Compilation strategy

Paulo Pinto pjmlp at progtools.org
Mon Dec 17 15:15:37 PST 2012


Am 17.12.2012 23:23, schrieb Walter Bright:
> On 12/17/2012 2:08 PM, Dmitry Olshansky wrote:
>> I really loved the way Turbo Pascal units were made. I wish D go the same
>> route.  Object files would then be looked at as minimal and stupid
>> variation of
>> module where symbols are identified by mangling (not plain meta data
>> as (would
>> be) in module) and no source for templates is emitted.
>> +1
>
> I'll bite. How is this superior to D's system?
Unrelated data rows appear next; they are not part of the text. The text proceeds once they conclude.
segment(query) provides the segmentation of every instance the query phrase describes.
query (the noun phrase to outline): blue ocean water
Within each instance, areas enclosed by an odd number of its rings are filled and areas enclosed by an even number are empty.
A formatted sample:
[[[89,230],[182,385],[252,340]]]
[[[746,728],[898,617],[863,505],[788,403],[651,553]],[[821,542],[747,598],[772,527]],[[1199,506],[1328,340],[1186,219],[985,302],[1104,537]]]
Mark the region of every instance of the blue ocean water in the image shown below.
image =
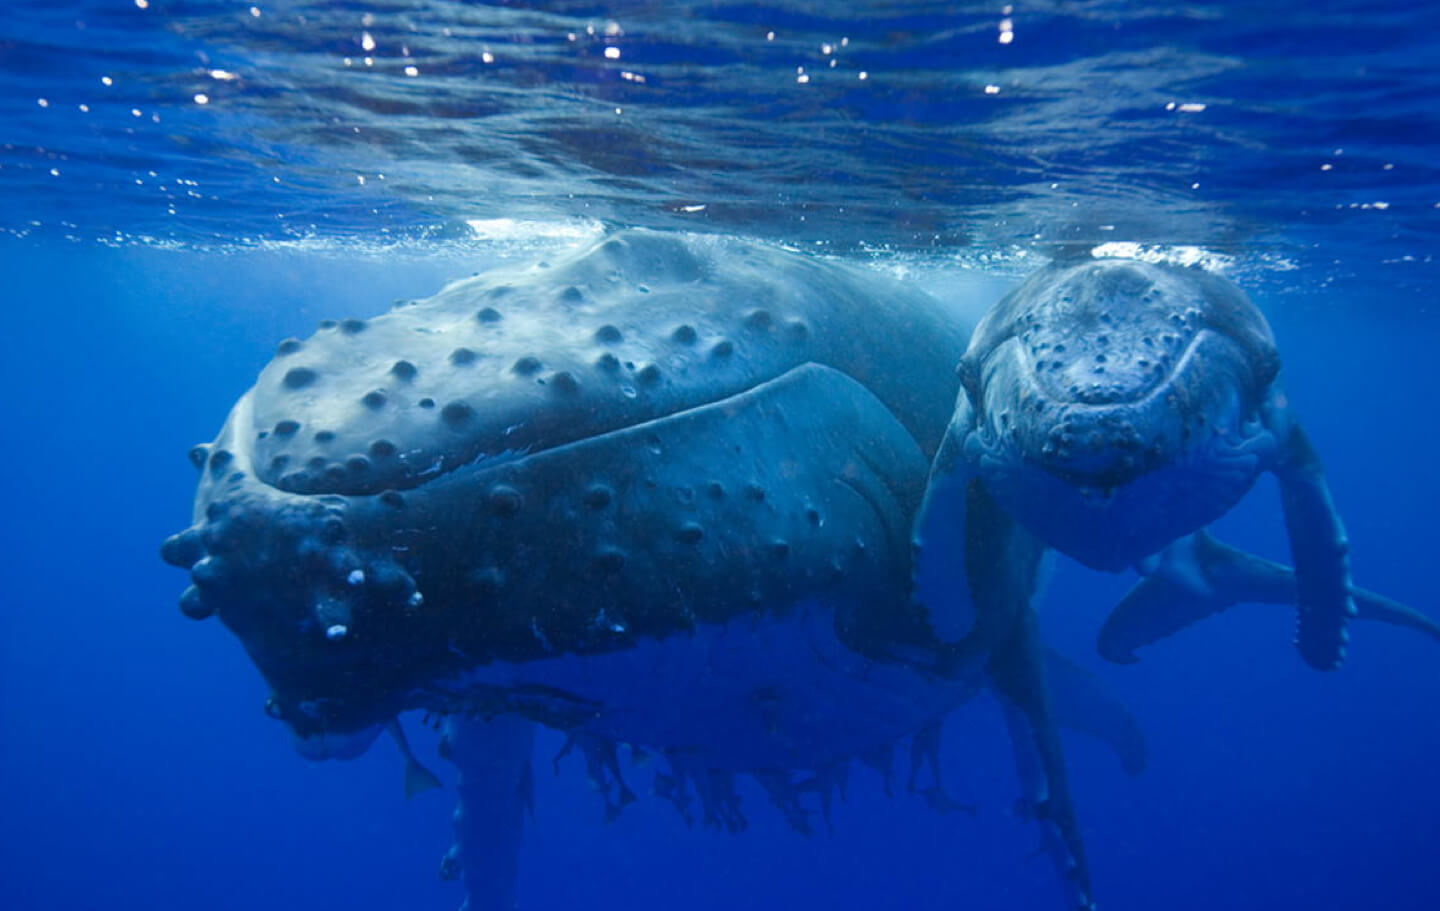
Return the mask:
[[[1440,11],[1361,2],[7,4],[0,21],[0,903],[445,908],[453,788],[309,763],[160,563],[185,458],[316,321],[641,225],[756,236],[978,314],[1059,248],[1201,260],[1266,310],[1357,580],[1432,616]],[[1285,556],[1257,488],[1220,531]],[[1067,744],[1108,909],[1440,904],[1435,643],[1304,667],[1237,607],[1134,667],[1129,579],[1061,562],[1047,638],[1143,723]],[[437,771],[434,738],[412,741]],[[858,770],[833,835],[606,823],[537,747],[524,908],[1051,908],[999,713],[946,729],[976,816]],[[631,770],[644,791],[650,770]]]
I have never used TP.
>

Just explaining the TP way, not doing comparisons.

Each unit (module) is a single file and contains all declarations, there 
is a separation between the public and implementation part.

Multiple units can be circular dependent, if they depend between each 
other on the implementation part.

The compiler and IDE are able to extract all the necessary information 
from a unit file, thus making a single file all that is required for 
making the compiler happy and avoiding synchronization errors.

Like any language using modules, the compiler is pretty fast and uses an
included linker optimized for the information stored in the units.

Besides the IDE, there are command line utilities that dump the public 
information of a given unit, as a way for programmers to read the 
available exported API.

Basically not much different from what Java and .NET do, but with a 
language that by default uses native compilation tooling.